Endocrine Abstracts

Background: Nutritional rickets (NR), due to poor dietary calcium intake or vitamin D deficiency is still the most common form of growing bone disease despite the efforts of health care providers to reduce its incidence. Clinical history, physical examination and laboratory evaluation are mainstay of diagnosis.

Aim: We report a case of NR where the radiological report was misleading causing significant parental anxiety and delay in diagnosis.

Case: Male infant of Afro-Caribbean origin, presented at age 5 months with excessive crying, bulging soft spot in the head and increase in head circumference. He was exclusively breast fed. Born at term gestation, his antenatal scans showed congenital talipes, which were corrected at 2 months of age. Examination and observation was normal with no increase in head circumference over 3 weeks follow up. MRI head was done to rule out any intracranial pathology and reported as sclerotic skull bones with suspicion of osteopetrosis. CT head showed diffuse bone thickening and evidence of craniosynostosis. However, a skeletal survey revealed markedly osteopaenic bones with rachitic changes. Concurrent biochemical picture confirmed the diagnosis of Vitamin D deficient rickets (table 1). Mother was also vitamin D deficient and treatment was commenced.
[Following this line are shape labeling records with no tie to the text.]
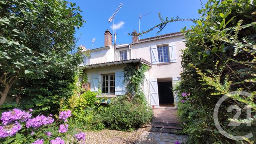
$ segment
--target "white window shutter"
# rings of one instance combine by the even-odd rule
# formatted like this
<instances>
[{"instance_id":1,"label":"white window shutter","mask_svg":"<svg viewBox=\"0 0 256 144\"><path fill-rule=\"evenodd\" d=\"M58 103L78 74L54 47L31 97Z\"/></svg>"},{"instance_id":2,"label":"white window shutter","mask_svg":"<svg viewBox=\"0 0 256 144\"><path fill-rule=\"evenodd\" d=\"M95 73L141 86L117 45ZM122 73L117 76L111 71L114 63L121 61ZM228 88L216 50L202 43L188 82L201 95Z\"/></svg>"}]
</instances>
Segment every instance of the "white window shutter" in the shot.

Repeat skull X-ray after a month of treatment showed no clear evidence of craniosynostosis and improving osteopaenia. Close monitoring of the child’s head growth will continue.

Conclusion: This case illustrates the diagnostic dilemma caused by radiological misinterpretation of MRI head in a florid case of rickets. Early sutural fusion has been reported in hypophosphataemic rickets but we have only been able to find one other case linked to Vitamin D deficiency in the literature. It is important to rule out rickets in children presenting with craniosynostosis.